10. A method for identity data similarity analysis comprising the steps of:

receiving identity data of an entity including a numerical value;

converting the identity data to a textual representation of the numerical value;

inserting the textual representation into a prose template;

converting the prose template into a prose vector; and

determining a similarity score based on the prose vector and a previously-identified prose vector.

11. The method of claim 10 wherein the prose template is converted into the prose vector utilizing a sentence transformer model to generate text embeddings.

12. The method of claim 11 wherein the sentence transformer model is a multilingual sentence transformer model.

13. The method of claim 10 wherein determining the similarity score comprises computing the cosine similarity of the prose vector and the previously-identified prose vector.

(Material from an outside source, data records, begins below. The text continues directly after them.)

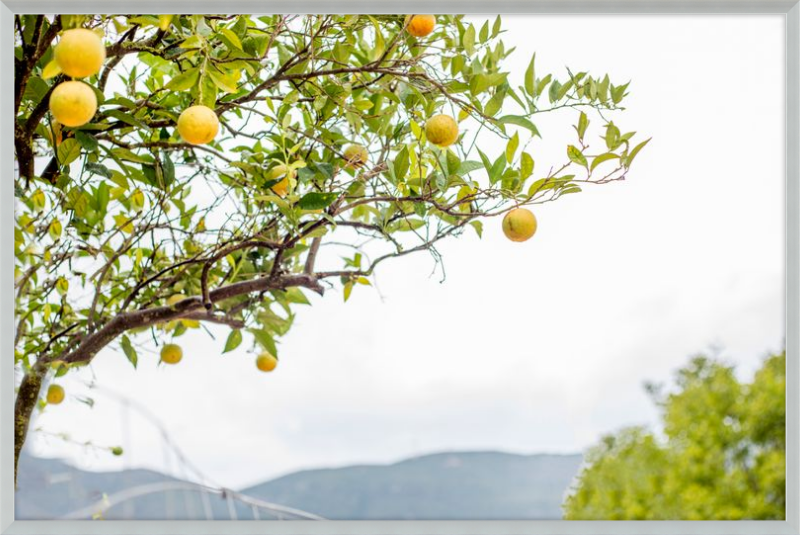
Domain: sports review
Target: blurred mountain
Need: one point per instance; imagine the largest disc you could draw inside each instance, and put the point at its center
(443, 486)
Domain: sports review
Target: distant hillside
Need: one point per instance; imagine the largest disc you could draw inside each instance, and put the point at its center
(50, 488)
(441, 486)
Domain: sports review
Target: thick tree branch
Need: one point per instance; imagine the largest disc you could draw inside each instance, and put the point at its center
(96, 341)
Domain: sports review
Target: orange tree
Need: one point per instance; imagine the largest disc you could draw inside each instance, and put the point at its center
(173, 170)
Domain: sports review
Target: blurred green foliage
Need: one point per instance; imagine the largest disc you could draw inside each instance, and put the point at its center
(722, 456)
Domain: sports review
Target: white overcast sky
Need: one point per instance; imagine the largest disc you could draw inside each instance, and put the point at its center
(534, 347)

14. The method of claim 10 further comprising the step of determining a plurality of matches to the identity data, each match of the plurality of matches including a similarity score.

15. The method of claim 10 further comprising the step of selecting a plurality of candidates from the plurality of matches based on the similarity score of each match of the plurality of matches.

16. The method of claim 15 wherein selecting the plurality of candidates comprises normalizing the similarity score of each match of the plurality of matches.

17. The method of claim 15 further comprising the step of selecting one or more of the plurality of candidates based on the prose template.

18. The method of claim 15 further comprising the step of selecting one or more of the plurality of candidates based on additional entity information.

19. At least one processor readable storage medium storing a computer program of instructions configured to be readable by at least one processor for instructing the at least one processor to execute a computer process for performing the method as recited in claim 10.

20. An article of manufacture for identity data similarity analysis, the article of manufacture comprising:

at least one processor readable storage medium; and

instructions stored on the at least one medium;

wherein the instructions are configured to be readable from the at least one medium by at least one processor and thereby cause the at least one processor to operate so as to:

receive identity data of an entity including a numerical value;

convert the identity data to a textual representation of the numerical value;

insert the textual representation into a prose template;

convert the prose template into a prose vector; and

determine a similarity score based on the prose vector and a previously-identified prose vector.